Weighted histogram ~2x as slow in Julia vs. Python

I’m working on a project where I need to compute the weighted histogram of something many times. Basically I need the sum of each of the bins of the histogram, and I’ve been using PyCall to call the SciPy “binned statistic” method until this point as there wasn’t an obvious equivalent I could find in Julia.

While this is fine, it’s always annoyed me, and I recently decided I could just write it myself in native Julia and stop being annoyed by it. So I took this naive stab at it, which works, but is twice as slow as calling the Python version (~30 vs. ~60 ms):

function histSum(x::Array{Float64,},y::Array{Float64,},bins::Int=100) #61 ms
    x = vec(x); y = vec(y)
    binMax = maximum(x); binMin = minimum(x)
    binEdges = range(binMin,stop=binMax,length=bins+1)
    result = zeros(length(binEdges)-1)
    for i=1:bins-1
        result[i] = sum(y[(x .>= binEdges[i]) .& (x .< binEdges[i+1])])
    end
    result[end] = sum(y[(x .>= binEdges[end-1]) .& (x .<= binEdges[end])])
    return binEdges, result
end

I posted the problem on the Julia slack and there were some great suggestions from Dave MacMahon, including this much more elegant solution that uses the built-in StatsBase histogram function:

using StatsBase
function histSum(x::Array,y::Array,bins::Int=100)
    h = fit(Histogram, vec(x), aweights(y), nbins=bins)
    h.edges, h.weights
end

But this way is nearly identical in speed to my first naive way, so still twice as slow as using PyCall. The relevant Python source code for binned_statistic is here, which in the summation case relies on the numpy bincount function which is calling some C code I can’t find.

One thought is that maybe the numpy version is automatically multi-threaded behind the scenes and this is responsible for the discrepancy? If I place Threads.@threads in front of the for loop in my first version of the code I can beat the Python version by a few ms. Any suggestions much appreciated!

When you have performance issues, looking for unnecessary allocations is often a good idea. In this line you are creating one BitArray and one regular array for each bin.

If you can write this out using loop, using only scalar operations, there should be a decent speedup, I think. Maybe for each element search for the right bin using one of the sorted search functions.

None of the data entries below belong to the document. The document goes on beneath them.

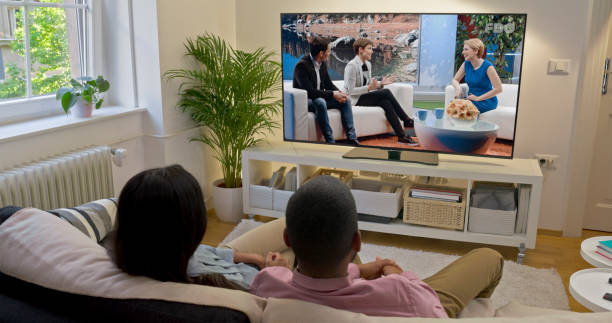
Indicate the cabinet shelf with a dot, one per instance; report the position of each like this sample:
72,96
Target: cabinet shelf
259,161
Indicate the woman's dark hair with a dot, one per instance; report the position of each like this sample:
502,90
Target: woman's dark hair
161,219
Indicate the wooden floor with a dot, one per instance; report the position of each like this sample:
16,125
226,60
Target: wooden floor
552,250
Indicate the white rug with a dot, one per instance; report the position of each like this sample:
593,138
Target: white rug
524,284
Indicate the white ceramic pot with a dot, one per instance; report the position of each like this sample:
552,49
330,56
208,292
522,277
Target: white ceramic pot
81,109
228,202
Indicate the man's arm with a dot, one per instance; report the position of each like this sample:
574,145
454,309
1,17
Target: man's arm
304,82
326,80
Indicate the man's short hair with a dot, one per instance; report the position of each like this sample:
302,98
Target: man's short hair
318,44
321,220
361,43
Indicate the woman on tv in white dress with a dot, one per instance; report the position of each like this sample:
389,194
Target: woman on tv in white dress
365,91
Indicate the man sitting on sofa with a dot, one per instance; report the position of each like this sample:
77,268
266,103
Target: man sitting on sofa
321,228
310,74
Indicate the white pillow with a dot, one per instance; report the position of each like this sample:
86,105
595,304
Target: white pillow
40,248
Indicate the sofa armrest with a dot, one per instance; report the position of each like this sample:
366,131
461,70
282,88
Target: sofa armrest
404,93
449,93
295,104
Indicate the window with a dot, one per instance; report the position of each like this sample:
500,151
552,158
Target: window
43,43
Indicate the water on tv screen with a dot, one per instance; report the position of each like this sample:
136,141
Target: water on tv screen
429,82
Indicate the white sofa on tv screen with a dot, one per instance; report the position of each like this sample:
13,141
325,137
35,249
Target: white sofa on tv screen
299,124
505,113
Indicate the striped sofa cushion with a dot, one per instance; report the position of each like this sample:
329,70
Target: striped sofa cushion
95,219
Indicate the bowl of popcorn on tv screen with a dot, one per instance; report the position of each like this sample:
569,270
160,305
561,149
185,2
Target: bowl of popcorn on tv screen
462,113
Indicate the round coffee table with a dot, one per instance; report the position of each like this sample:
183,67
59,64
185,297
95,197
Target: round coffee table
449,136
588,286
587,251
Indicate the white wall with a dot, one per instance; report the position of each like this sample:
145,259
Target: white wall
555,29
176,21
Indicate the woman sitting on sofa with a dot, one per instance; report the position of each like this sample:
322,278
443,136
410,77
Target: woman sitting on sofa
366,91
480,75
161,219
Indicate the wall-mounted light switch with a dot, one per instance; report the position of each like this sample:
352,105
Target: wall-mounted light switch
559,66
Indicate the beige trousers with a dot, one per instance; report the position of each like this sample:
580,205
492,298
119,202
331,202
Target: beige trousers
474,275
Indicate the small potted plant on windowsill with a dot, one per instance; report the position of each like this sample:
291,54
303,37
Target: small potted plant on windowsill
85,93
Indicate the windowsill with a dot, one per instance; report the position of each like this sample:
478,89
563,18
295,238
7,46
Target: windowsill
41,126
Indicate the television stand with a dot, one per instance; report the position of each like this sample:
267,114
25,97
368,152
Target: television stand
421,157
259,163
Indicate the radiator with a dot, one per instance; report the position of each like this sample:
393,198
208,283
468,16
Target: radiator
59,182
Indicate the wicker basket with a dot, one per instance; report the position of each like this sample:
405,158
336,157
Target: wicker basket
434,213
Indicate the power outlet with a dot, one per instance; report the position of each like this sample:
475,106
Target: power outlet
547,160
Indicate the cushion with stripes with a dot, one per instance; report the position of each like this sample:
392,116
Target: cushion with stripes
95,219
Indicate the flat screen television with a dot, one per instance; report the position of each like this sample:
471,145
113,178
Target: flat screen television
417,56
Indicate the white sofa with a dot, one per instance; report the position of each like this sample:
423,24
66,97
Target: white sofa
299,124
505,113
42,249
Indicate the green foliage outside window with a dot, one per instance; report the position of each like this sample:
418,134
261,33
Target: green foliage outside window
502,42
49,54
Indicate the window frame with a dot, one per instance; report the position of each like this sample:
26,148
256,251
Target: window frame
38,106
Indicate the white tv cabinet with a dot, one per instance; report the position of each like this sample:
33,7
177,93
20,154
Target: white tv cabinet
260,162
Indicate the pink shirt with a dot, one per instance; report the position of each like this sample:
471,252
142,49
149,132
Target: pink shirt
394,295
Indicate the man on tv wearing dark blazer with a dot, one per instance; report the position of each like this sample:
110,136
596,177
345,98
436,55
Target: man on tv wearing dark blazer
310,74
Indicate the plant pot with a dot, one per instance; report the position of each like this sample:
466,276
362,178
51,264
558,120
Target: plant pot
81,109
228,202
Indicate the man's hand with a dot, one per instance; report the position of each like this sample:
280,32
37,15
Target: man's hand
459,94
249,258
387,80
374,269
339,96
275,259
373,85
472,97
392,269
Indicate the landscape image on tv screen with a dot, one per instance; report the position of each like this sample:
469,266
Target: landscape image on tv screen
428,82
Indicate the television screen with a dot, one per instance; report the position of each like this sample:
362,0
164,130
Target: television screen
428,82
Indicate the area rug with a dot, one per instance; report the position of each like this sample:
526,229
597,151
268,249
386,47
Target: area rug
524,284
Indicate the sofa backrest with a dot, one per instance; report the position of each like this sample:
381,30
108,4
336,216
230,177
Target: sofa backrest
40,249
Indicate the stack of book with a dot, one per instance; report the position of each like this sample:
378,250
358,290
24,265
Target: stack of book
435,194
604,248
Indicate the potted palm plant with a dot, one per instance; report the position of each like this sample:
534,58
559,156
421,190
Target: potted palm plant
231,94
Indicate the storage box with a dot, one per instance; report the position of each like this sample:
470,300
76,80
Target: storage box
370,200
260,196
491,221
280,199
344,176
434,213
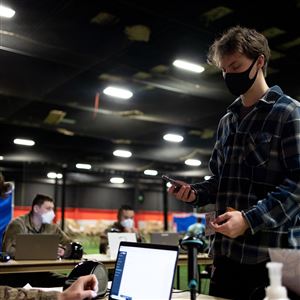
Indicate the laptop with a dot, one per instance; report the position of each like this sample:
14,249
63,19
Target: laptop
166,238
144,271
36,246
114,239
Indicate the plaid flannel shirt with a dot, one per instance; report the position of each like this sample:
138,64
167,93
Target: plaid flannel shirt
256,169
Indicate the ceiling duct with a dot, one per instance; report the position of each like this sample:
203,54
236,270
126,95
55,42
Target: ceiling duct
54,117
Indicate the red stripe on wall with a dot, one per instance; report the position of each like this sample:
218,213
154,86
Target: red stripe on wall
97,214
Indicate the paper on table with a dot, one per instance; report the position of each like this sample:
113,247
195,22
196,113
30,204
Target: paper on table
291,267
54,289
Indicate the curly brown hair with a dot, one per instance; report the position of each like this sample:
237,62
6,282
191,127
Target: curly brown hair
239,39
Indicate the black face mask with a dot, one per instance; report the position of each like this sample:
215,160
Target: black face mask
239,83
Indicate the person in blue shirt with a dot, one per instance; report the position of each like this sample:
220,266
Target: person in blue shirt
256,169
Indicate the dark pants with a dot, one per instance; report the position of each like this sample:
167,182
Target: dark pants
35,279
237,281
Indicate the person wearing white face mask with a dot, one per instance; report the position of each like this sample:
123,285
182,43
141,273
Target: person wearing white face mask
125,223
37,221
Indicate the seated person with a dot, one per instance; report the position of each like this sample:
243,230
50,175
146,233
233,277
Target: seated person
37,221
125,223
84,287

This was a suggestion I got on the Slack as well (to try sorting instead) and we came up with this implementation:

function histSumSort(x::Array{Float64,},y::Array{Float64,},bins::Int=100) #87 ms
    x = vec(x); y = vec(y)
    p = sortperm(x)
    #sortedX = x[p]; sortedY = y[p]
    bins = range(minimum(x),stop=maximum(x),length=bins+1)
    I = 1
    result = zeros(length(bins)-1)
    for i in p
        while x[i] > bins[I+1]
            I += 1
        end
        result[I] += y[i]
    end
    return bins,result
end

Unfortunately this way is actually slower (by about 1/3) than my initial naive guess…but maybe you can think of a better way to write this?

Try this:

function histSum(x::Array{Float64,}, y::Array{Float64,}, bins::Int=100)
    binMin, binMax = extrema(x)
    result = zeros(bins)
    α = bins / (binMax - binMin)
    for (x, y) in zip(x, y)
        i = min(bins, 1 + floor(Int, α * (x - binMin)))
        result[i] += y
    end
    return range(binMin, stop=binMax, length=bins+1), result
end
4 Likes

This does it! What about this makes it so much faster? I notice if I place the @threads macro in front of this for loop I don’t get any speedup, and the time it takes is basically identical to my first way with the @threads macro, so I’m wondering if somehow this formulation is by default multi-threaded or something?

1 Like

Since the bins are uniform you can directly compute into which bin each element go, which is much faster than searching for the bin.

2 Likes

Thanks so much!

I didn’t actually mean that you should sort, but exploit that the bins are sorted. @GunnarFarneback’s solution is an even faster version of that.

2 Likes

Interestingly, changing extrema back to minimum and maximum seems quite a bit faster on my system (Julia 1.7.1)? Otherwise very nice!

1 Like

give this a try if you want

2 Likes

I can see a similar difference here, also 1.7.1. Seems like something must be wrong with the extrema implementation?

julia> a = randn(1000);

julia> @btime extrema($a)
  5.849 μs (0 allocations: 0 bytes)
(-3.155119094596879, 3.0526046427540967)

julia> @btime minimum($a), maximum($a)
  1.744 μs (0 allocations: 0 bytes)
(-3.155119094596879, 3.0526046427540967)
2 Likes

I’m only using 1.6.1, and there’s less of a difference but indeed the minimum / maximum way is faster by ~40% which does seem strange.

1 Like
4 Likes

The fact that extrema is slow compared to separate calls of minimum and maximum has had multiple github issues raised I believe.

1 Like